On Sun, Mar 31, 2024 at 11:22 AM Avi Kivity via Std-Proposals <std-proposals@lists.isocpp.org> wrote:

std::vector<int> v;
v.push_back(41);
v.push_back(v.back());

The second push_back() can cause the vector to reallocate.

Yes, and implementations jump through hoops to make this work.
If reallocation is necessary in this case, what we'll do is:
- Allocate the new buffer of size 2.
- Construct the new element (`41`) into the new buffer. (If this throws, deallocate the old buffer.)
- Move `41` from the old buffer to the new buffer. (This can't throw.)
- Destroy the old element and deallocate the old buffer.

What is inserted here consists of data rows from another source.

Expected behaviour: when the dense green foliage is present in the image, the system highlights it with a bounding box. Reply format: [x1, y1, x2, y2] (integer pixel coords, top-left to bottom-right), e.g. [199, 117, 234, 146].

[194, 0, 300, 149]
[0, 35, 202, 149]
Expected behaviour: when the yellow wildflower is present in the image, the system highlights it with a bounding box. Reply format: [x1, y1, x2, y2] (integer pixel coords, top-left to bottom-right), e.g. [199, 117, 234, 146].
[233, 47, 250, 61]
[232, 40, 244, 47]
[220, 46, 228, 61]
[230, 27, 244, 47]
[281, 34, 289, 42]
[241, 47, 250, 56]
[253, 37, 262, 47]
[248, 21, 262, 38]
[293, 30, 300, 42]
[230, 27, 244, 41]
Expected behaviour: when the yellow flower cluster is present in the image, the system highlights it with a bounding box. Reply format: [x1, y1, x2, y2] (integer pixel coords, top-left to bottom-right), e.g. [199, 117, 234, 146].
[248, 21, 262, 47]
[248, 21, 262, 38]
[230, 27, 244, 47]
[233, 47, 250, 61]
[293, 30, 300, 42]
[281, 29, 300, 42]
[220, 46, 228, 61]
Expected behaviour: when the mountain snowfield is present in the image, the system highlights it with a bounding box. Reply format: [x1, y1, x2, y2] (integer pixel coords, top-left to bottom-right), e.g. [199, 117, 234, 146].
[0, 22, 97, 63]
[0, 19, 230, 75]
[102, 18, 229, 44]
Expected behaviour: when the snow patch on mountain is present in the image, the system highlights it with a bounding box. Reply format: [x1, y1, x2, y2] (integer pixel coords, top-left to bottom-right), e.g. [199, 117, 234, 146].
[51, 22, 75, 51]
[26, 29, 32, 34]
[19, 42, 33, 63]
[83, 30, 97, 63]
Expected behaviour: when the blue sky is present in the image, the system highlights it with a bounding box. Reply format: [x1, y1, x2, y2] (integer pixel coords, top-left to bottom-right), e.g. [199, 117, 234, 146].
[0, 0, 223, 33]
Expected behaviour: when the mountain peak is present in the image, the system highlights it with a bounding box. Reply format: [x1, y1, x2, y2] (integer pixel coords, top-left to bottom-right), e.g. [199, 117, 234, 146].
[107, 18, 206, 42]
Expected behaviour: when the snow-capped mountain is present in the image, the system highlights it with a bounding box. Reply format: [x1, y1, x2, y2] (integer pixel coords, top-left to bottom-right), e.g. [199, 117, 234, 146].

If instead of `int` you'd used a type that can't be nothrow moved, then we'd do:
- Allocate the new buffer of size 2.
- Construct the new element (`41`) into the new buffer. (If this throws, deallocate the old buffer.)
- Copy `41` from the old buffer to the new buffer. (If this throws, destroy the new element and deallocate the old buffer.)
- Destroy the old element and deallocate the old buffer.

Reallocation on `insert`-into-the-middle-of-a-vector is generally done something like the same way: Construct the new element first, then move the old elements around it.